South Sudan has issued a tender to sell 4.7 million barrels of Dar Blend and 1.6 million barrels of Nile Blend crude for loading in February despite concerns its shipments were being blocked by Sudan at the Bashayer oil export terminal.
Six months after landlocked South Sudan seceded from Sudan, the two countries have failed to agree on how much Juba should pay Khartoum in fees to transport its production of 350,000 barrels per day to port.
South Sudan has accused the Sudanese government of halting 3.4 million barrels of its crude oil exports, building a pipeline to re-route its oil, and diverting over half a million barrels to Sudan's refineries.

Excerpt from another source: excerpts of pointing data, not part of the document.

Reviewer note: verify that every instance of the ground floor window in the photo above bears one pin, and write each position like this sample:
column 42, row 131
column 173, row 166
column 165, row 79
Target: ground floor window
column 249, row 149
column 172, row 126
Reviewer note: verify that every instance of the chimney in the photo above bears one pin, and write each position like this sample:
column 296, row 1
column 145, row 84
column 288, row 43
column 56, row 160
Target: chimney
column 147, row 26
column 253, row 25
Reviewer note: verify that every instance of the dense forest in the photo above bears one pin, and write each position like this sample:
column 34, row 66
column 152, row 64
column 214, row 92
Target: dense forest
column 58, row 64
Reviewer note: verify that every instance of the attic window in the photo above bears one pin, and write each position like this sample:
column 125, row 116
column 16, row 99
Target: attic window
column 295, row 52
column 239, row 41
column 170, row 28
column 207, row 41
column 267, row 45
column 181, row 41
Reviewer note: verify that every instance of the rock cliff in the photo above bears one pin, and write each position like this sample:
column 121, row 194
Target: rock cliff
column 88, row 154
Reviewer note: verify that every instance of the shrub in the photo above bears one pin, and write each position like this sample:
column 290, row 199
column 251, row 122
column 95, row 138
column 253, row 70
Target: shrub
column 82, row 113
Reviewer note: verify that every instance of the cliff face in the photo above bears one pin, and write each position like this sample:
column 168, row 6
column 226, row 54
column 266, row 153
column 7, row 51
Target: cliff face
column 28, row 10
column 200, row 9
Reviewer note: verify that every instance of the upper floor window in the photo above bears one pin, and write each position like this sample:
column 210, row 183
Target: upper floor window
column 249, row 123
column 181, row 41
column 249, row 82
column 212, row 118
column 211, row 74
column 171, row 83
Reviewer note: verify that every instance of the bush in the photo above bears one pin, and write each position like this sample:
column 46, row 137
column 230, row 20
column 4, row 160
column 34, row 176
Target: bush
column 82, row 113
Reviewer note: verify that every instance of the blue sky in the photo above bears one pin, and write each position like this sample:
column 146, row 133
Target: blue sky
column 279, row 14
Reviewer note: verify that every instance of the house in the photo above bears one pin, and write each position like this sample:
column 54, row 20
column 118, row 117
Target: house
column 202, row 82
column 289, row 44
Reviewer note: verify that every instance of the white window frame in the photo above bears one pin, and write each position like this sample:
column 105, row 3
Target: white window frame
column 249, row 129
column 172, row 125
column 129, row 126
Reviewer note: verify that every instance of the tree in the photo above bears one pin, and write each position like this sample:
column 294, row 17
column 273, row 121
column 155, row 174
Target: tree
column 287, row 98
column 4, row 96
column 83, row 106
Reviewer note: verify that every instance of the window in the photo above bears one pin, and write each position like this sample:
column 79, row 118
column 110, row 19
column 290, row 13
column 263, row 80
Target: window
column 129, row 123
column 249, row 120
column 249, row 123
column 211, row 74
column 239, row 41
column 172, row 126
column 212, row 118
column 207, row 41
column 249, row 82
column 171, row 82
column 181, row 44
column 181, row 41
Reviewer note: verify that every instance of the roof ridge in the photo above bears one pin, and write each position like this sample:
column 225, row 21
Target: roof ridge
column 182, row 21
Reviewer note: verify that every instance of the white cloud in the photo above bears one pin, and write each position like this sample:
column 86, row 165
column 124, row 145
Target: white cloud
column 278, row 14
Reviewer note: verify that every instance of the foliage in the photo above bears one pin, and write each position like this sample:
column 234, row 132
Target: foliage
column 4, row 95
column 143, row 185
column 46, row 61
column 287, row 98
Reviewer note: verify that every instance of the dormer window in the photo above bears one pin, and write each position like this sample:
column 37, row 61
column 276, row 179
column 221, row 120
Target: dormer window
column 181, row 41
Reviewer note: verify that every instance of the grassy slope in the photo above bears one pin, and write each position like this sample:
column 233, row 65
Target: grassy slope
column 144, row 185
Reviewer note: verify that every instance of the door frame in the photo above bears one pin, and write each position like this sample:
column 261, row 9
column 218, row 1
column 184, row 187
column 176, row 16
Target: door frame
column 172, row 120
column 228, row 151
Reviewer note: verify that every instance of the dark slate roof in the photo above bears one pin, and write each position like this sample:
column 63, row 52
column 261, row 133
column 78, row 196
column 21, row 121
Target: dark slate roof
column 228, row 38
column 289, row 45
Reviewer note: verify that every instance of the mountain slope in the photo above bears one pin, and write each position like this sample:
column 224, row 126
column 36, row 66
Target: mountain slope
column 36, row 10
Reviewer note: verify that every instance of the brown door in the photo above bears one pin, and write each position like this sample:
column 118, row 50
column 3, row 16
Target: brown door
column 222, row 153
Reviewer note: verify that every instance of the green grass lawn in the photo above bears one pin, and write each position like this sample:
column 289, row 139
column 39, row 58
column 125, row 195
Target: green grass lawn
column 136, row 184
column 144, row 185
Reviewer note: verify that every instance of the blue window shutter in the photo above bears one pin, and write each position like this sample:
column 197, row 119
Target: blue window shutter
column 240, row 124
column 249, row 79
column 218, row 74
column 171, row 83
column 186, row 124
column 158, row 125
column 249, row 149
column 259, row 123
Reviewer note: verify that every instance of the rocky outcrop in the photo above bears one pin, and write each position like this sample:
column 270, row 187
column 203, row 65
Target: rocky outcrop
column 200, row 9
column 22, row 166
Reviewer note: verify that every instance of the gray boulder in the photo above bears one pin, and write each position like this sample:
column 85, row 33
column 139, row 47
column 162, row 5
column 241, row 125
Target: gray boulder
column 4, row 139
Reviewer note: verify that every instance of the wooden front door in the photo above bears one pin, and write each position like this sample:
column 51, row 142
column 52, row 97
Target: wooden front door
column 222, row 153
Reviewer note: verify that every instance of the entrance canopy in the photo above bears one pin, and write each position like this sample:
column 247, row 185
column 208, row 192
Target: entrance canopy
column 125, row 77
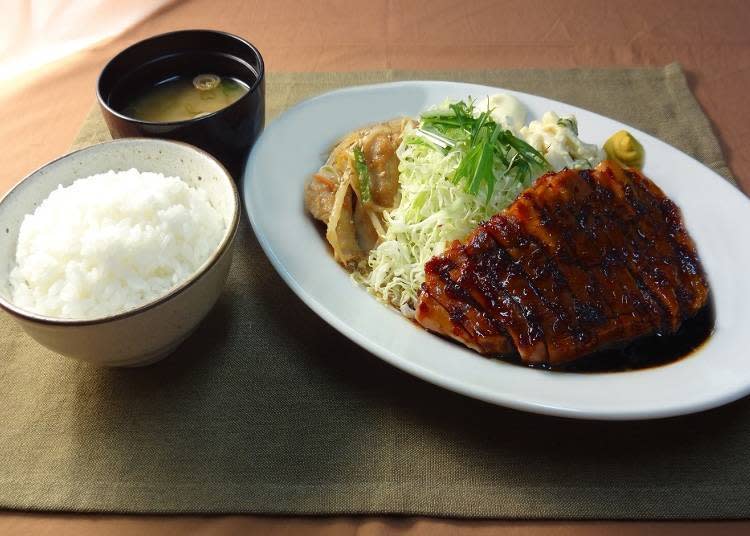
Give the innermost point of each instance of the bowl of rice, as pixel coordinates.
(114, 254)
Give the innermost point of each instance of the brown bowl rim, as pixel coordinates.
(226, 241)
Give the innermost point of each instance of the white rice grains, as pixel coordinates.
(111, 242)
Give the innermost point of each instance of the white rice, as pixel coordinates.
(111, 242)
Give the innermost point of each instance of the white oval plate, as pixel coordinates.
(716, 214)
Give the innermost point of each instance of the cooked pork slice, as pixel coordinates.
(581, 261)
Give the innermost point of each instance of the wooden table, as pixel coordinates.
(43, 111)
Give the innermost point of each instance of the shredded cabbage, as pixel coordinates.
(433, 211)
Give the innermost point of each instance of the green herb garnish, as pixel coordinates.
(486, 147)
(363, 173)
(229, 86)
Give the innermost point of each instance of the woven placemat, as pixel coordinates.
(266, 409)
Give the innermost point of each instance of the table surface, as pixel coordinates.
(43, 111)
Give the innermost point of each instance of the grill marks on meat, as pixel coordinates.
(581, 261)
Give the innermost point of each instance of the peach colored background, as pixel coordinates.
(43, 110)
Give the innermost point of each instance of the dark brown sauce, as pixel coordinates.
(646, 352)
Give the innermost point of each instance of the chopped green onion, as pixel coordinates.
(363, 173)
(569, 122)
(484, 141)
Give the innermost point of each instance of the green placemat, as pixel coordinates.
(266, 409)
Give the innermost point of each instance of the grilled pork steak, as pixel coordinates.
(581, 261)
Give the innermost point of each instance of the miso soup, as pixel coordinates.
(181, 98)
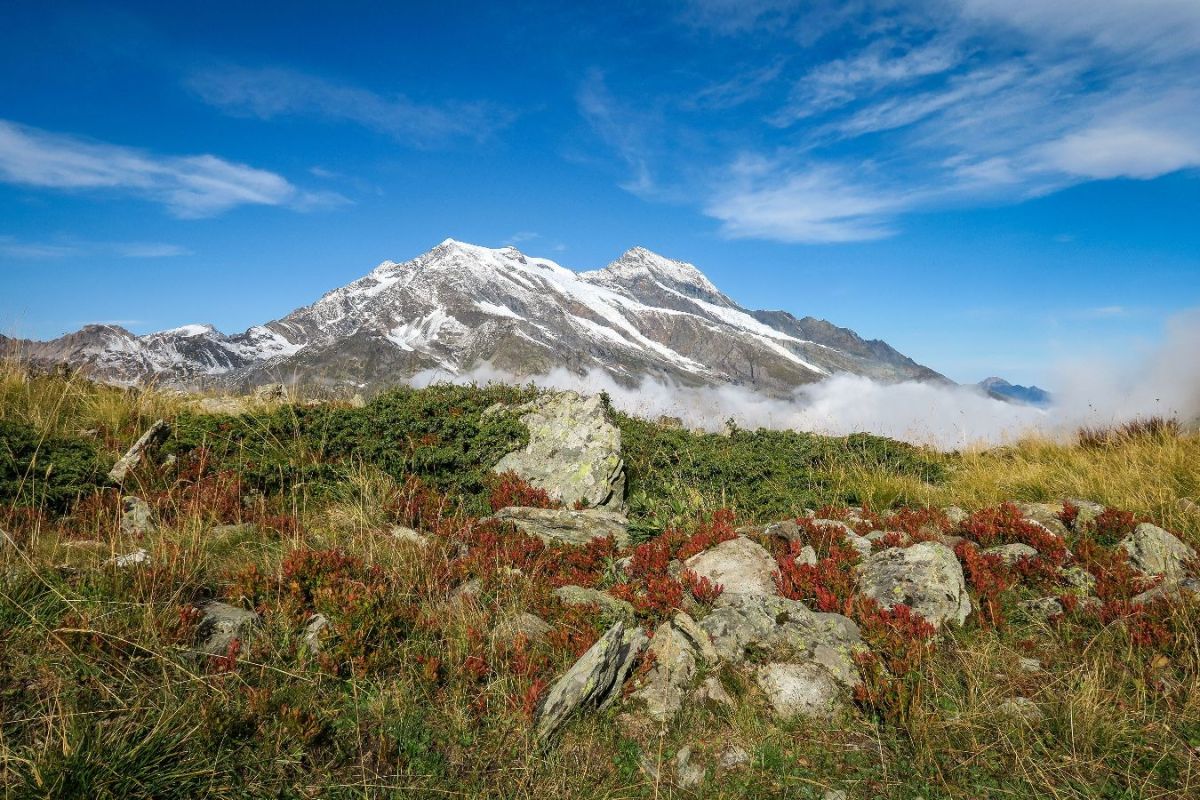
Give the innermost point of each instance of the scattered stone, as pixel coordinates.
(712, 691)
(312, 630)
(955, 515)
(785, 630)
(567, 525)
(688, 775)
(804, 690)
(742, 566)
(150, 439)
(1012, 554)
(136, 558)
(221, 624)
(573, 595)
(409, 536)
(1043, 608)
(136, 516)
(574, 451)
(531, 626)
(927, 577)
(1155, 551)
(732, 757)
(593, 681)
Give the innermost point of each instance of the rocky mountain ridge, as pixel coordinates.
(460, 306)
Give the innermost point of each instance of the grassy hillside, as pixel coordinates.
(288, 509)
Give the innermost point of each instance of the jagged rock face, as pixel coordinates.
(460, 306)
(574, 452)
(1156, 552)
(927, 577)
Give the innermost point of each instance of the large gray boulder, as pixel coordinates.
(1156, 552)
(593, 681)
(221, 624)
(786, 631)
(742, 566)
(574, 452)
(805, 690)
(567, 525)
(927, 577)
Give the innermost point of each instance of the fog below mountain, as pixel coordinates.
(1163, 382)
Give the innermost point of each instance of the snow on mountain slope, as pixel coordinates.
(460, 305)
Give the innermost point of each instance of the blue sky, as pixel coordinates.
(993, 186)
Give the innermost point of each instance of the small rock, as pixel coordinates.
(150, 439)
(136, 558)
(136, 517)
(221, 624)
(798, 690)
(574, 595)
(407, 535)
(742, 566)
(567, 525)
(1155, 551)
(312, 630)
(592, 681)
(927, 577)
(732, 757)
(1043, 608)
(1012, 554)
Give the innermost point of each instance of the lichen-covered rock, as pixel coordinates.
(785, 630)
(1013, 553)
(927, 577)
(221, 624)
(803, 690)
(1156, 552)
(574, 452)
(567, 525)
(742, 566)
(571, 595)
(150, 439)
(136, 517)
(592, 681)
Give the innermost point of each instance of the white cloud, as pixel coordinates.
(270, 92)
(190, 186)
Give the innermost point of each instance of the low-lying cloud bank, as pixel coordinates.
(1164, 382)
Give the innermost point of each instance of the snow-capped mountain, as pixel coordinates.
(461, 306)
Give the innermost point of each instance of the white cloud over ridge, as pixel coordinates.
(189, 186)
(1164, 382)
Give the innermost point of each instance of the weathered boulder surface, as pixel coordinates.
(786, 630)
(567, 525)
(1156, 552)
(742, 566)
(793, 690)
(592, 681)
(150, 439)
(927, 577)
(574, 452)
(571, 595)
(221, 624)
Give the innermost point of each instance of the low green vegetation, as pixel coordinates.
(288, 509)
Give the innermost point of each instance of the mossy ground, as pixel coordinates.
(100, 696)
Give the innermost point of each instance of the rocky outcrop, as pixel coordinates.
(593, 681)
(565, 525)
(927, 577)
(574, 452)
(1156, 552)
(150, 439)
(742, 566)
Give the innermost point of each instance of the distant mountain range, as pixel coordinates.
(461, 306)
(1002, 390)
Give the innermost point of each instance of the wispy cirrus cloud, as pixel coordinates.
(189, 186)
(269, 92)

South Sudan's minister of petroleum and mining, Stephen Dhieu Dau, charged Khartoum with preventing two ships carrying 1.6 million barrels of South Sudanese oil from leaving Port Sudan, another from loading 600,000 barrels and two others from entering port to take possession of a further 1.2 million barrels.
At least five 80,000-tonne tankers, chartered by oil traders Arcadia, Trafigura and Vitol, were expected to load at the Bashayer terminal next week but brokers anticipated delays. The firms could face demurrage costs of around $9,000 a day to manage the anchored vessels.
"The buyers with vessels stuck there will not buy more crude from South Sudan," a crude oil trader said, referring to the tenders that will close on January 13.
Sudanese President Omar Hassan al-Bashir said this month Khartoum would impose a fee on Juba until a deal was reached on a transit fee but gave no details.